Paper
Lockstep-Parallel Dualization of Surface Triangulations
Description
We present a massively parallel lockstep algorithm for dualizing large numbers of surface triangulation graphs, and an effective implementation for CPU, GPU and multi-GPU. The algorithm is fully combinatorial, i.e., it does not require or use a planar or spatial embedding, only the graph.
This work is motivated by a wish to perform computational chemistry experiments on entire isomerspaces of polyhedral molecules, comprising billions of distinct molecules, each represented by a cubic graph. However, the algorithm applies not only to triangulations of the sphere, but to any triangulations of oriented surfaces of any genus, for example toroidal topologies.
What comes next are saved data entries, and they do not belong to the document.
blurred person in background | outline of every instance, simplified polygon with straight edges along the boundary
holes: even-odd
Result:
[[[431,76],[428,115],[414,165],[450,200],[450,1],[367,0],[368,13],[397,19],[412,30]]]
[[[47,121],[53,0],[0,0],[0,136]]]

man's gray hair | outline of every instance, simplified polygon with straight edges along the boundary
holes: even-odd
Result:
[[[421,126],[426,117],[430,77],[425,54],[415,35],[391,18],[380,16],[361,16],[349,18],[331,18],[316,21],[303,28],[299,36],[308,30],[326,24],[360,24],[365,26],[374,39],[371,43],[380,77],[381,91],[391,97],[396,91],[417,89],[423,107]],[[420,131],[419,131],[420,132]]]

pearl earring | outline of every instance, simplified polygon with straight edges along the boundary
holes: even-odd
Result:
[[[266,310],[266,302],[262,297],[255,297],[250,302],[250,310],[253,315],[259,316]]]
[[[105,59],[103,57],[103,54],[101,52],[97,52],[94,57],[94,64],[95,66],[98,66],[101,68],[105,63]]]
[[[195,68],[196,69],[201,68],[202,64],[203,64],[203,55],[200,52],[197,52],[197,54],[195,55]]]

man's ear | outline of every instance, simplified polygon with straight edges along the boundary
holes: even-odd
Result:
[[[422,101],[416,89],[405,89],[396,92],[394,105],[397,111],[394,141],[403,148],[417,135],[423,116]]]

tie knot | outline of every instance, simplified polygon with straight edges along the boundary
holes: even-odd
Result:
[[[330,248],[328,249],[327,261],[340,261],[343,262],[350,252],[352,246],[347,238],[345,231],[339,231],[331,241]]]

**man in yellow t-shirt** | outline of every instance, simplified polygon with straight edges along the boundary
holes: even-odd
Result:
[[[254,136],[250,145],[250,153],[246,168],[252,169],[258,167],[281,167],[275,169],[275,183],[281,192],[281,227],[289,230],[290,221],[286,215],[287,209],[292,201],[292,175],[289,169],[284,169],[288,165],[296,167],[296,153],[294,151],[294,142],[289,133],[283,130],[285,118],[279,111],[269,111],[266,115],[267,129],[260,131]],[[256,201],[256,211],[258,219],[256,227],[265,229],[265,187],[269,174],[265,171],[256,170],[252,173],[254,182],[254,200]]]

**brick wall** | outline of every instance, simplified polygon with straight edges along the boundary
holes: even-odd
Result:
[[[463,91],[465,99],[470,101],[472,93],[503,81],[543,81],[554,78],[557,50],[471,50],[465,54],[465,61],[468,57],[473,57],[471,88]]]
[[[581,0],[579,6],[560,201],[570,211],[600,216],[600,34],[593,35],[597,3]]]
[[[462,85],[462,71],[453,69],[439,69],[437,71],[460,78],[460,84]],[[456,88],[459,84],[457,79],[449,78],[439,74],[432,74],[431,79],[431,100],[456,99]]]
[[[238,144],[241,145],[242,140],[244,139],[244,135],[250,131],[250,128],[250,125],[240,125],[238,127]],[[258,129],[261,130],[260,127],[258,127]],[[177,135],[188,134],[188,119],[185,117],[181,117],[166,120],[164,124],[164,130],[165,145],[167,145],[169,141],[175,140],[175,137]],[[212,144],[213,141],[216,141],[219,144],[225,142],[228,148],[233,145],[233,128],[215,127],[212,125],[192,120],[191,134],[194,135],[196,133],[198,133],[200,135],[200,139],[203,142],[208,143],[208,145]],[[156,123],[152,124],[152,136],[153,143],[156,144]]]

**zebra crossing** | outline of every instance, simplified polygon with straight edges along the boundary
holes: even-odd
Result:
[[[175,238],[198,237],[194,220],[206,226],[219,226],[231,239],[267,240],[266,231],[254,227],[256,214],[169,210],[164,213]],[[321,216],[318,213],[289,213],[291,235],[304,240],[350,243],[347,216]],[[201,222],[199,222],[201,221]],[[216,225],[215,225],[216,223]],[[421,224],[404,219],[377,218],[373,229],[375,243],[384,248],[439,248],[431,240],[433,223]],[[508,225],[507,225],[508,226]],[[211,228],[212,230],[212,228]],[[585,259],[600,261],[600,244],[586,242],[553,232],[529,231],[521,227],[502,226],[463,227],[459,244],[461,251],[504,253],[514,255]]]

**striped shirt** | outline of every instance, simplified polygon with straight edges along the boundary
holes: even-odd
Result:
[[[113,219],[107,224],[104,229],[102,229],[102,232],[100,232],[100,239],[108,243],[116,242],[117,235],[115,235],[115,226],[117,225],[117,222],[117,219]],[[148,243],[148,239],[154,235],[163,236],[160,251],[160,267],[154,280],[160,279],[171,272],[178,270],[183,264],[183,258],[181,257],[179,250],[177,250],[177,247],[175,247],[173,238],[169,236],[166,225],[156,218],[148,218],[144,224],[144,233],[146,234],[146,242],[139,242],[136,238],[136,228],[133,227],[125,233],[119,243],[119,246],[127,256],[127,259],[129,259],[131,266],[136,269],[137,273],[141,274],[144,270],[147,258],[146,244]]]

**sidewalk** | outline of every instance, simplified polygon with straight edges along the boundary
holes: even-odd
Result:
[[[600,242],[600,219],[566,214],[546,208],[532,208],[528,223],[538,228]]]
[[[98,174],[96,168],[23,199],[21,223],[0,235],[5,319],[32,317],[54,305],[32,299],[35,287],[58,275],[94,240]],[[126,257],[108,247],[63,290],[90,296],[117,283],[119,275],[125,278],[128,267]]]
Our multi-vendor implementation in SYCL outperforms the previous sequential state-of-the-art by 4 orders of magnitude on our consumer NVIDIA RTX3080 Graphics Processing Unit (GPU), with average throughput 37ps(+/- 0.1ps) per vertex (varying from 50ps to 31ps for C72-C200). Thus, dualizing e.g. all 214,127,742 C200 fullerene molecules adds a mere 1.49s(+/- 0.01s) to the total processing time, negligible compared to the two hours required to generate the graphs. We subsequently perform extreme multi-node-multi-GPU scaling experiments on the LUMI-G supercomputer, achieving near-perfect scaling up to 1024 MI250x Graphics Compute Dies (GCD), in total 14.5 million cores. Calculations show that dualization has moved from a bottle-neck to being ready to contribute to our planned large-scale chemical experiments for all 2.7 x 10^12 fullerene molecules from C20 through C400.